Maribojoc Church ruins

Bohol historian and former Bohol Arts, Culture and Heritage Council president Marianito Luspo was happy about the restorations.

“All things considered, it is not the mottled look of our churches that truly matters, rather it is the continuing faith of our people, in our persistence in carrying out our traditions, in our insistence on the continuity of worship,” he said.

“Now, with Loboc, Maribojoc and Loon [and Cortes] churches now undergoing reconstruction, we have reason to believe the patrimony we received from those who came before us will go on,” he added.


Father Torralba, who’s also executive secretary of the Permanent Commission for the Cultural Heritage of the Church of the Catholic Bishops Conference of the Philippines, commended the NHCP, NMP and National Commission for Culture and the Arts (NCCA).
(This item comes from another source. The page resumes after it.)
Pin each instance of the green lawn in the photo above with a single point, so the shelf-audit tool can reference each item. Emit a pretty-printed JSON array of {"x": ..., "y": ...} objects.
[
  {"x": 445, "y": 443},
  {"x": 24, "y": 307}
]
Heritage as community work

“In my humble estimation, and I’m sure that of most Boholanos, the NMP, NHCP and NCCA have done their job, and have done their job well.”

He added that heritage work is a collaboration between the Church, the people and government.

“Heritage work in Bohol, with the assistance of the government, is the community work of all Boholanos, because heritage is us,” Father Torralba said. “If we want to progress, we must progress together. This is the experience of Bohol, our contribution to nation-building.”